Nola levant les mains

Il y a toujours eu des films en avance sur leur temps. Parfois, il arrive un film fantastique qui, même s'il n'est pas accueilli favorablement au début, fait l'objet d'une réévaluation critique, les gens se rendant compte que le projet était en fait à l'avant-garde de quelque chose de vraiment remarquable. Peut-être qu'il devient un classique culte après sa sortie, gagnant progressivement un public qui le remet sur la carte à mesure que les gens réalisent à quel point il a bien traité certains thèmes. Ou peut-être qu’il reçoit une nouvelle édition qui le remet sur le devant de la scène et incite les gens à le reconsidérer.

Le genre de l’horreur a toujours eu des films en avance sur leur temps. C'est ainsi que le genre continue d'évoluer, depuis l'ère des slashers jusqu'aux nombreuses options de films trouvés qui ont fait leur apparition après « The Blair Witch Project ». Qu'ils soient identifiés lors de leur sortie ou des décennies plus tard, ce sont les films d'horreur des années 1970 qui sont en avance sur leur temps, depuis les thèmes qu'ils explorent jusqu'à la façon dont ils traitent leurs personnages principaux et même leur style de montage.

Extraterrestre (1979)

« Alien » est un film phénoménal pour plusieurs raisons. Il est largement considéré comme l’un des films les plus influents dans les genres de l’horreur et de la science-fiction, la tristesse de l’intrigue continuant de résonner auprès du public des décennies plus tard. Roger Ebert a écrit en 2003 que l'une des forces les plus notables d' »Alien » était son rythme, soulignant la façon dont il laisse parler le silence, avec une montée en puissance lente et régulière des horreurs qui attendent l'équipage.
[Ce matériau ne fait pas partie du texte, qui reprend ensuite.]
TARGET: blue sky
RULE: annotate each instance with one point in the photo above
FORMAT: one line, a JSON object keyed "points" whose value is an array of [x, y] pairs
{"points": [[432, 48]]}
Mais ce qui a vraiment rendu « Alien » en avance sur son temps, c'est la performance de Sigourney Weaver dans le rôle d'Ellen Ripley. Non seulement le film est un élément important de sa carrière, la mettant sans doute sur la carte, mais les nuances féministes de l'histoire de Ripley aident le public à se connecter avec elle. C'est un personnage féminin fort qui joue un rôle de leadership et survit contre toute attente grâce à son propre intellect. Alors que nous voyons cela souvent dans l'horreur plus moderne avec des projets comme « A Girl Walks Home Alone at Night » de 2014, « Alien » l'explore d'une manière qui a redéfini le genre et a fait de Ripley l'une des filles finales originales.

Weaver est d'accord avec cette évaluation. « Ils pensaient que le public ne soupçonnerait jamais que la jeune femme allait être le héros, essentiellement la survivante », a déclaré l'actrice au Hollywood Reporter en 2025. « C'est incroyable à quel point le personnage de Ripley a eu une influence. Je pense que c'est parce qu'elle nous rappelle à tous que nous pouvons compter sur nous-mêmes et que nous n'avons pas besoin d'un homme pour voler et nous sauver ou quelque chose comme ça. »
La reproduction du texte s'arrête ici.